Ehem, ARM
Joakim
joakim at airpost.net
Fri Nov 22 10:01:40 PST 2013
On Friday, 15 November 2013 at 10:31:40 UTC, Elvis Zhou wrote:
> On Friday, 15 November 2013 at 06:18:00 UTC, Joakim wrote:
>> Also, does dmd have any support for cross-compilation or is it
>> better to stick to ldc/gdc when cross compiling to Android?
>
> A month ago I tried to cross compile a Hello World for Android
> with ldc on Debian7 x64 with android_ndk_r9 but failed with
> lots of link errors. One of those issues reveal that qsort is
> absent from Android stdlib, I get over it by grabbing a qsort.c
> and it works. Other issues are beyond my knowledge and I'm too
> busy to continue, hope I can take some time to hack on this
> late this month.
What did you modify in ldc to try and get it to work with the NDK
and compile an Android-compatible binary?
I spent some time setting up the appropriate VMs and looking at
the relevant Android dev tools myself. It appears that the
Android NDK uses a lightly patched version of stock llvm/clang
3.3, along with the gold linker. Their patches are available
online:
https://android.googlesource.com/toolchain/llvm/+log/release_33
https://android.googlesource.com/toolchain/clang/+log/release_33
Their llvm is the same as llvm 3.3 until commit ce33750 and clang
is the same until commit 20c7d45. The stock llvm/clang 3.3 have
some limited support for Android, not much. I'm going to start
going through those patches next.
Since there are only about 50-100 llvm/clang patches, many of
them architecture-specific and so not necessary, this suggests
that the Android ABI is not that different from linux. Although,
when I ran ldd from Arch linux on an x86 sample app compiled by
the NDK, it said "error while loading shared libraries:
/usr/lib/libc.so: invalid ELF header," suggesting there is some
difference. They wrote their own ldd for the NDK, which works
fine with their generated code:
https://android.googlesource.com/platform/ndk/+/master/sources/host-tools/ndk-depends/ndk-depends.cc
Turns out I was wrong earlier when I said I'd compile D to pure
native, as opposed to a shared library pulled in through JNI, as
the former is not possible on Android. I saw some docs earlier
where they said you can write pure native apps now and you can,
but I now see that you still have to compile it to a shared
library, because they want everything sandboxed within Dalvik.

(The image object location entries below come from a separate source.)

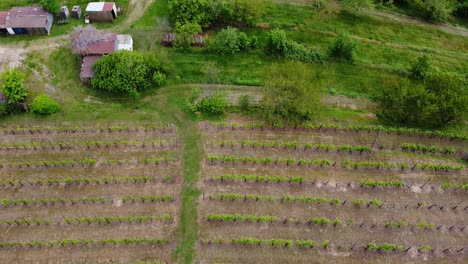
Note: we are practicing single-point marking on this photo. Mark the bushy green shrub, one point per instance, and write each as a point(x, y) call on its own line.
point(231, 41)
point(421, 68)
point(184, 33)
point(278, 44)
point(43, 104)
point(438, 10)
point(214, 105)
point(343, 49)
point(244, 103)
point(13, 85)
point(128, 72)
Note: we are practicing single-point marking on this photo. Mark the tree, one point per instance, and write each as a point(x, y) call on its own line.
point(214, 104)
point(421, 68)
point(246, 12)
point(354, 7)
point(128, 72)
point(191, 11)
point(43, 104)
point(52, 6)
point(230, 41)
point(450, 92)
point(438, 10)
point(13, 85)
point(343, 49)
point(184, 34)
point(402, 102)
point(289, 96)
point(440, 99)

You provide an android_main function as the entry point from
Dalvik into the native app/library, so shared library support and
some JNI compatibility are necessary for D to work on Android.

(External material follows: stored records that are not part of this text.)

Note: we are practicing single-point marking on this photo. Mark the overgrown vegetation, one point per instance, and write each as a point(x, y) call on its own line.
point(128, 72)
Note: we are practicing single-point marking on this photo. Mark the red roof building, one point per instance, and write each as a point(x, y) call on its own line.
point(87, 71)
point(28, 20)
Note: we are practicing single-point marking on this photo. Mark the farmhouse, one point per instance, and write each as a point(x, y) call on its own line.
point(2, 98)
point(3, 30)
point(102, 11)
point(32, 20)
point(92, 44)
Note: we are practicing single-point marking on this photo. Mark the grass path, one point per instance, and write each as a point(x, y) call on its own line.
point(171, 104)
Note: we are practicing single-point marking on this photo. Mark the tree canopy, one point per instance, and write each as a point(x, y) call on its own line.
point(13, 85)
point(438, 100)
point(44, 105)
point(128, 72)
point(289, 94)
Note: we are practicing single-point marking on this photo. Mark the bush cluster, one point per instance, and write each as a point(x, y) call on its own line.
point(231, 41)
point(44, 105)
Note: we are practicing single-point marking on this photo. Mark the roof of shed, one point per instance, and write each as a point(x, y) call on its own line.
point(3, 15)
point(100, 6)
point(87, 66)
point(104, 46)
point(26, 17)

It appears the next steps to get D working on Android/x86 are:
1) Get a basic D "hello world" shared library to compile and run
on Android, by modifying dmd to generate an Android-compatible
shared library.
2) Get druntime and phobos working as much as possible.
3) Translate the remaining native Android API headers so they can
be called from D.
I was hoping to mostly work on 2), but it appears there's some
work for 1) that has to be done first. If anybody else wants to
help with 1), you too can take a look at the above llvm/clang
commits and let us know what you find.